Regarding our Fears

Regarding our Fears

Over a hundred years ago, in the days of vaudeville, there was a husband-and-wife team named “Boris and Olga” who performed a knife-throwing act. Olga would stand next to a wooden wall on stage, while Boris, from twenty feet away, threw knives all around her; because Boris’ aim was absolutely perfect, the knives would come within one inch of Olga’s body, but would never even scratch her. One day, however, the act was going along as usual, when suddenly Olga uttered a terrible scream of fear and then fainted right there on stage. The audience murmured in shock and concern, the stage manager sent for a doctor, and Boris hurried over to his wife, fearing she had finally lost her nerve after so many close calls. When he and the doctor managed to revive her, they asked what was wrong. What terrible fear had caused her to faint? With a trembling voice, Olga explained, “I felt a spider crawling on my leg” (homily notebook, “Fear”).

Fear is a funny thing; we can face certain situations that would terrify many people without batting an eye, and then lose control over an apparently minor thing. We’re all unique as persons, and so we all have our unique combinations of fear and courage. Sometimes life is scary, or at the very least, uncertain—but the Lord offers us hope. Jesus can help us overcome our fears—and so the only thing we really should fear is being separated from Him.

In times of fear, weakness, and doubt, we must learn to rely upon the Lord’s strength. The prophet Jeremiah (20:10-23), who lived some 600 years before Christ, truly needed to learn this lesson. He felt he was too young to be a prophet, but God called him anyhow. He was afraid his stuttering problem disqualified him from public speaking, but God enabled him to overcome it. He was worried his unpopular message would get him into trouble, and he was right—but God preserved him. Jeremiah had many enemies, for he was constantly pointing out the sins of the nation and calling people to repent—a very unpopular and politically incorrect message. His opponents tried to twist his words against him, and to have him imprisoned and killed—but as Jeremiah stated, “The Lord is with me, like a mighty champion: my persecutors will stumble, they will not triumph.”

The powers of evil sometimes seem to gain the upper hand, but this situation is only temporary. As St.

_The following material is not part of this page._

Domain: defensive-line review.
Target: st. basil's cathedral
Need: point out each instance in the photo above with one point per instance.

Paul (Romans 5:12-15) points out, Adam’s offense against God’s law imprisoned everyone in sin—but only until the coming of Jesus. Our Lord Himself tells us in the Gospel of Matthew (10:26-33) that we must be bold in His service, not letting ourselves be intimidated, not hiding or watering down the Good News of salvation, and not disowning or denying Him through our words and actions. God alone has control over life and death, and He is perfectly capable of protecting all who trust in Him.

The 17th century English author John Bunyan wrote a religious allegory, or symbolic story, called “The Pilgrim’s Progress,” in which Christian, the central character, is journeying through life toward Heaven. Christian is accompanied by two other characters named Fear and Mistrust. The travelers see some roaring lions on the roadside up ahead; as a result, Fear and Mistrust refuse to go further.  Christian, however, though afraid, goes forward, and discovers that the lions are chained and unable to harm him or keep him from his goal (homily notebook, “Fear”). So it is with the roaring lions in our life; they may frighten us, and perhaps even cause us pain or suffering, but they cannot keep us from reaching Heaven if we let Jesus walk with us.

What sorts of things do we fear? Sometimes little things: I, for instance, sometimes worry that during a wedding I’ll forget the bride and groom’s names, or that I’ll misplace my keys and lock myself out of the rectory, or that while leading a Hail Mary my mind will suddenly go blank and I’ll stumble over the words. (I’m also not too keen on the idea of a spider crawling up my leg.) Sometimes our fears are much bigger and about much more important things; I think it’s natural for all of us at times to worry over our jobs or finances, over difficult confrontations or family problems, over our physical health and our reputations. We might be afraid that something terrible that happened in the past will repeat itself in the present, and we might fear what lies ahead of us in the future. Above all, we might worry about what will happen if we take Jesus seriously, sharing our faith and centering our lives around Him. Will people mock or reject us? Will we get into trouble? Will we alienate or embarrass our families and friends? Will we get a reputation as religious fanatics, and no longer be taken seriously? Will it seem that God is asking more of us than we’re capable of giving?

Jesus asks us to respond to all these fears by trusting in Him. It’s been noted that the words “Fear not!” or “Be not afraid!” appear in the Bible a total of 366 times—once for every day of the year, Leap Year included. We should begin each day with the realization that Jesus is with us, and that with His help, we will be able to face and overcome all of that day’s challenges. Nothing ever occurs that’s beyond God’s power; everything that happens, even if painful or frightening, can be used by Him for our greater benefit. Following Jesus isn’t always easy, but—through God’s grace—it is always possible, and it is always worth the price. Our Lord promises us that if we acknowledge Him here on earth by living as His disciples, He will acknowledge us in His Kingdom of Heaven. As long as we trust in and act upon this promise, we truly have nothing to fear.